I felt my face get hot, which made her chuckle. I had grown. I was now five-nine and weighed 140 pounds. I was just sitting back down when Doc Hollis came in.
“Hey, Jeremy, what happened?” he asked.
“Glenda,” was my one-word answer.
He just nodded and then checked out my wounds.
“It looks like you need some stitches and your collarbone is broken. Shirley will get you a sling for your arm. I’ll send in Doctor Wesley to do the sutures. I think he has some catgut that we can do a zigzag design so you have a big scar when you heal. How does that sound?” he asked.
I rolled my eyes at him. Doc thought that he was funny. He messed up my hair and left. Doctor Wesley came in and he was new. He looked like he was about my age. I looked at Shirley and she just smiled at me.
“So what happened to you?” he asked.
“Glenda,” was my one-word answer.
He gave me a funny look and then just shrugged. Someone might want to warn him about my sister.
Shirley prepared a needle and handed to Doctor Wesley.
“So tell me about craigslist?” he asked Shirley as he began to poke me with the needle around the wounds he was going to sew up.

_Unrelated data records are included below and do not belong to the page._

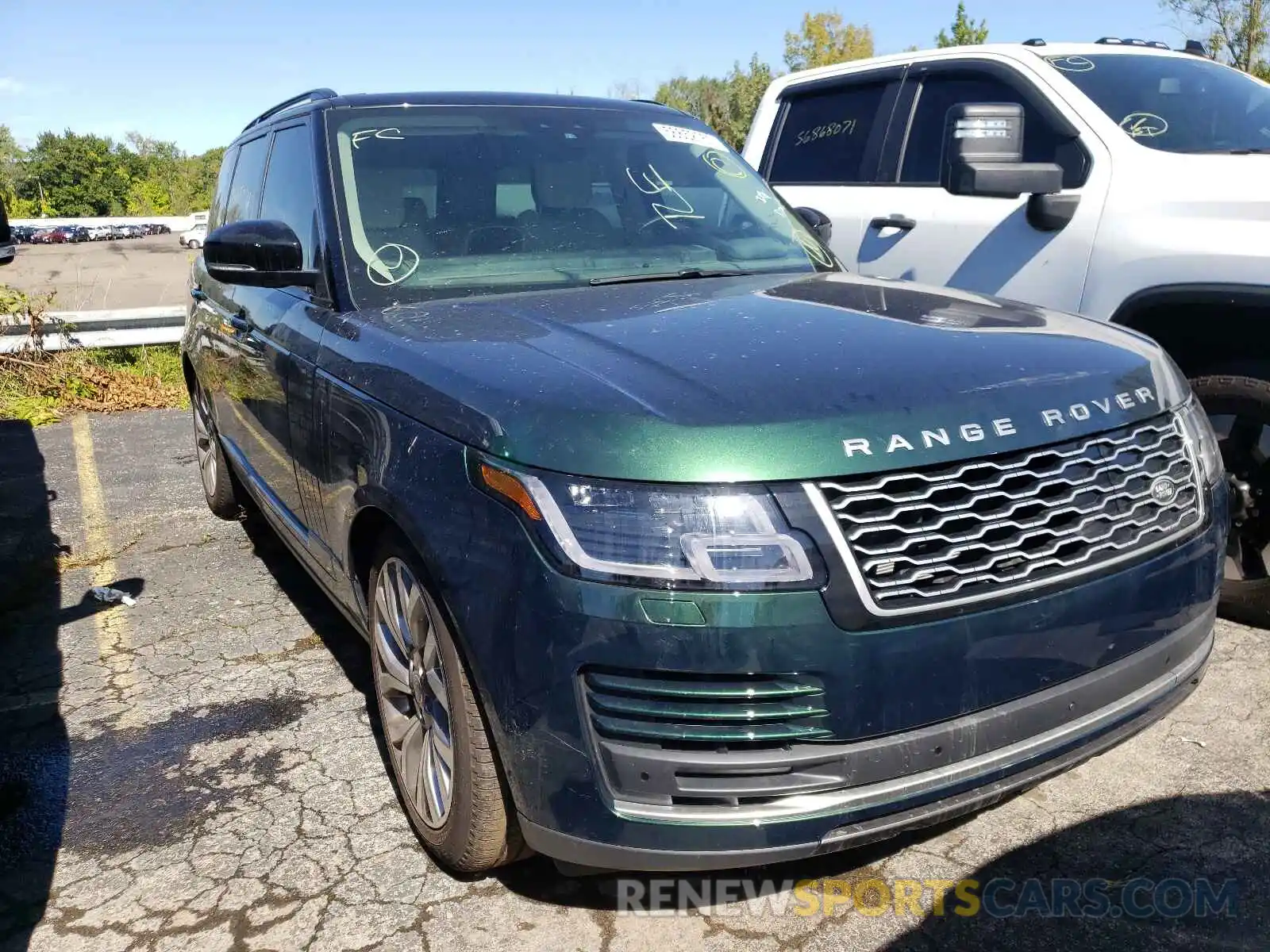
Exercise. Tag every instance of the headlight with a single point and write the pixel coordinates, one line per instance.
(1202, 441)
(700, 536)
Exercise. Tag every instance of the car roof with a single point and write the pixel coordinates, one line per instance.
(1014, 51)
(360, 101)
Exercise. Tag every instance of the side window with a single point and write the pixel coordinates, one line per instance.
(826, 135)
(289, 187)
(216, 215)
(924, 152)
(247, 181)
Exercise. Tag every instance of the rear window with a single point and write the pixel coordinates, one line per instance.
(1175, 103)
(825, 137)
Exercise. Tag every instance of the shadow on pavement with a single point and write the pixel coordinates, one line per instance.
(1181, 873)
(35, 754)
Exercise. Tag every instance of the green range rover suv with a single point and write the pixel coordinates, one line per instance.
(676, 546)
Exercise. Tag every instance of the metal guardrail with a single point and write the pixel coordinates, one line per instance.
(117, 328)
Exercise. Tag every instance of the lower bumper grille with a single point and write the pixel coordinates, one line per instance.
(975, 531)
(702, 710)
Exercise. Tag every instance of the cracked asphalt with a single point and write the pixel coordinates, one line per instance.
(202, 771)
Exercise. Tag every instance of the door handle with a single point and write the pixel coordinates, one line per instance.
(893, 221)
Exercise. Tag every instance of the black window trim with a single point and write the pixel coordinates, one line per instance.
(214, 221)
(893, 76)
(267, 133)
(321, 294)
(1010, 76)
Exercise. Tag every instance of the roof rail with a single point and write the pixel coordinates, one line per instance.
(309, 95)
(1130, 41)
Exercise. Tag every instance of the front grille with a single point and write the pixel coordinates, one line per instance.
(973, 531)
(690, 710)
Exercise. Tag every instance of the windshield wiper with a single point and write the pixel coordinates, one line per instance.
(668, 276)
(1251, 150)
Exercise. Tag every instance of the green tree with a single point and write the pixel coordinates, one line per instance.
(825, 40)
(1238, 29)
(724, 105)
(965, 32)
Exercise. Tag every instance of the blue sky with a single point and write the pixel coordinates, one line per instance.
(196, 71)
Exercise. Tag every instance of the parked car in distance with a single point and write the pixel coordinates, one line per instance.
(676, 545)
(8, 244)
(1128, 187)
(194, 238)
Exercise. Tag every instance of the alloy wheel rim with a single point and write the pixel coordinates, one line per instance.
(1245, 443)
(205, 448)
(413, 692)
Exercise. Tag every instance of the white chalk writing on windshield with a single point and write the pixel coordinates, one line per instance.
(658, 186)
(374, 133)
(387, 273)
(723, 164)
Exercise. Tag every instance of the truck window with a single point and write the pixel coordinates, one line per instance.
(940, 93)
(825, 137)
(289, 187)
(1175, 103)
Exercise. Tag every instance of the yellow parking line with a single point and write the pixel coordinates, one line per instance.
(114, 632)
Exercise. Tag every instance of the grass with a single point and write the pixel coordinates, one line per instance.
(44, 386)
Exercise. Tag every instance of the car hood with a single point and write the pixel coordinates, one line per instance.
(747, 378)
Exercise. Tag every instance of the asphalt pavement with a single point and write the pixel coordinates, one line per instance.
(94, 276)
(202, 771)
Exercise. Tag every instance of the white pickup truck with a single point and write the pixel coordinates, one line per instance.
(1119, 179)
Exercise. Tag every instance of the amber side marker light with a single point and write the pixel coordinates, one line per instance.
(508, 486)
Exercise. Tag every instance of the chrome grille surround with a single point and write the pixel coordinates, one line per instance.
(968, 532)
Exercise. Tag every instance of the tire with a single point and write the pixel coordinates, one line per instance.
(220, 488)
(1240, 409)
(425, 695)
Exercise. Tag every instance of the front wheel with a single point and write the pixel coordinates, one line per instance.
(1238, 408)
(442, 759)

“You can sell anything on it. My cousin actually sold kittens!” she said.
“No way,” I said, knowing that no one would ever make any money selling kittens.
“I know, right?” Shirley said.
“I just bought the old Wilson place and there is a ton of junk. You’re telling me I can sell anything on this website?” he asked.
“That is what my cousin says. You just post it on craigslist and tell them how much you want. They bring you cash and your problems go away,” Shirley said.
“Seriously, you can sell anything on this site?” I asked.
“My cousin says that if you have good pictures and write something catchy you can even sell kittens,” Shirley said, making me wonder.
Could it be true? I had my doubts, because everyone knew kittens were free. But what if it was? I could get rich selling cats. There had to be ten feral cats on my block alone. All I had to do was catch them. I would have to go to SamorTim’s house, because they had internet. Their dad had put some blocks on their access ever since I found naughty pictures, but I figured craigslist probably wasn’t blocked.
“Did your cousin give you any tips on how to sell things,” he asked as he began to stitch me up.
“He said to be creative in your ad, but not to lie. You want someone to buy what you are selling, not be pissed off when they find out you are selling a bunch of crap,” Shirley shared.
That didn’t sound good. If I had to tell the truth about the cats, then who would want to buy them? I would have to think on that.